Traffic flow on stateful Tier-0 and Tier-1 gateways configured in active-active HA mode.

South-North Traffic Flow

  1. Based on a deterministic hash, an incoming packet from a southbound VM is punted to the backplane of the Edge-2.
  2. Edge-2 determines that Edge-4 is actively managing the traffic flows and forwards the flow out through the external interfaces (which are part of the interface group).
  3. An IP hash is performed, based on external server destination IP, and traffic is punted from Edge-2 to Edge-4. The packet is further forwarded to Tier-0 gateway service router (SR), where SNAT changes the source IP address to translated IP address.
  4. After the flow reaches Edge-4 Tier-0 SR, the shadow port forwards the NAT traffic to the uplink interface and then sent out to the physical router.
  5. If Tier-0 SR on Edge-4 fails, NSX punts traffic to its backup node in the sub-cluster, Edge-3, where SNAT changes the source IP address to translated IP address. The backup interface on Edge-1 takes over the backplane IP and the uplink IP of Tier-0 gateway before beginning to process traffic. The backup interface on Edge-3 is operationally Up and the shadow interface on Edge-4 is Down.
  6. All traffic flows processed by firewall and NAT rules are synchronized on the Tier-0 SR on Edge-3.
  7. When Edge-4 comes back up, the flow is resynchronized back to Edge-4. When the shadow port comes back up, NSX punts traffic to it.

North-South Traffic Flow

  1. A packet from a northbound VM is hashed by the physical router using its own hashing algorithm to send the packet to Edge-3, based on an ECMP routing choice.
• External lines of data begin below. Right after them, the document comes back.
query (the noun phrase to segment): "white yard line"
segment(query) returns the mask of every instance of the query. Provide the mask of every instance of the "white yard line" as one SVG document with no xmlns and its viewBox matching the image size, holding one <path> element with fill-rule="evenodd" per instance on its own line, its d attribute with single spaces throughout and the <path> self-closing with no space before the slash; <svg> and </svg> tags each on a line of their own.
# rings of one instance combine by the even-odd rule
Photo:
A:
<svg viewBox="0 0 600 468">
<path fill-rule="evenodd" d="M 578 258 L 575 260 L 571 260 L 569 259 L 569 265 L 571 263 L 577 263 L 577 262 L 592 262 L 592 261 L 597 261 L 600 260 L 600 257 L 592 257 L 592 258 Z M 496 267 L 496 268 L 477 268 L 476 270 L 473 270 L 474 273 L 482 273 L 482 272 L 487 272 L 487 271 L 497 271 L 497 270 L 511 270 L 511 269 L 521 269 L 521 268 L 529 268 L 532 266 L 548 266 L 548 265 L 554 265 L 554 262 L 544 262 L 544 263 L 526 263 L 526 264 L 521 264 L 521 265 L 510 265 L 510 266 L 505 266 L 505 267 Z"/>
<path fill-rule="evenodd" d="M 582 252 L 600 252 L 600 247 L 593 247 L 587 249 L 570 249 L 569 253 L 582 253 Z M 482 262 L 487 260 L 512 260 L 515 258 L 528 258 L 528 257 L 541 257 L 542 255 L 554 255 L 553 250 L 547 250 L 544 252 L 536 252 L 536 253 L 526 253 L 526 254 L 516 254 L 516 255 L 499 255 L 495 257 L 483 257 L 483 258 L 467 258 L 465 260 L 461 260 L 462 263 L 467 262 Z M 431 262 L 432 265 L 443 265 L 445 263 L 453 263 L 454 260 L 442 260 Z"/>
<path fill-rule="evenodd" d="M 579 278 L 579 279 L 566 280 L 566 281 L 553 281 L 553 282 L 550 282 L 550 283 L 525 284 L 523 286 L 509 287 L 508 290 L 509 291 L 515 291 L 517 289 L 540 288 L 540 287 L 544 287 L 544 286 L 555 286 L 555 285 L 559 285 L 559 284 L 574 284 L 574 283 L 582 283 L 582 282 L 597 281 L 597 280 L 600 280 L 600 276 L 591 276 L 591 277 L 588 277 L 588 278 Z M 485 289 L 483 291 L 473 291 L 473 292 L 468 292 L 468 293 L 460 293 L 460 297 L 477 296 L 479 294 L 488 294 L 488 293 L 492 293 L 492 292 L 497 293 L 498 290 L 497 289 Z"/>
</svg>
The Tier-0 gateway is running on Edge-3.
  2. Edge-3 determines that Edge-4 is actively managing the traffic flow and forwards the flow to Edge-4. The flow is managed by the shadow interface of Edge-4.
  3. An IP hash is performed, based on external server source IP, traffic is punted from Edge-3 Tier-0 SR to Edge-4 Tier-0 SR, where NAT is enabled. The source IP is changed to the translated IP address.
  4. The packet is sent from Edge-4 Tier-0 SR to Edge 4 Tier-0 DR and then to Tier-1 gateway, finally reaching the destination VM.
  5. If Tier-0 service router on Edge-4 fails, NSX punts traffic to its peer node (sub-cluster 2), which is Edge-3. NAT enabled on Edge-3 changes the source IP address to translated IP address.
  6. Before beginning to process traffic, the backup shadow port on Edge-3 manages the traffic flow. Now, the backup shadow port on Edge-3 is operationally Up and the shadow port on Edge-4 is Down.
  7. All traffic flows processed by firewall and NAT rules are synchronized on the Tier-0 SR on Edge-3.
  8. When Edge-4 comes back up, the flow is resynchronized back to it. The shadow port on Edge-4 comes back up and manages the punted traffic.

Sub-cluster Failure

If both the nodes in a sub-cluster go down, the sub-cluster goes down.
  • Existing flows are disrupted causing traffic loss.
  • New flows are punted to the other sub-cluster.
  • When the failed sub-cluster comes back up again, the flows return to the original sub-cluster.

If a sub-cluster goes down for any reason, then the other sub-cluster in the cluster takes over.

Single Node Failure

On failure of an Edge node , the following events happen:
  1. Interface links of the Edge node fail.
  2. The shadow port on the failed Edge node is in Down state.
  3. The backup port of the peer node in the sub-cluster takes over.
  4. The firewall and the NAT states are synchronized on the peer Edge node.
  5. The backup port on the peer node provides connectivity to new traffic flows.
  6. When interface links of the failed node comes back up, the firewall and the NAT states are resynchronized with the shadow port of the active node.
  7. NSX punts back traffic flows to the original node.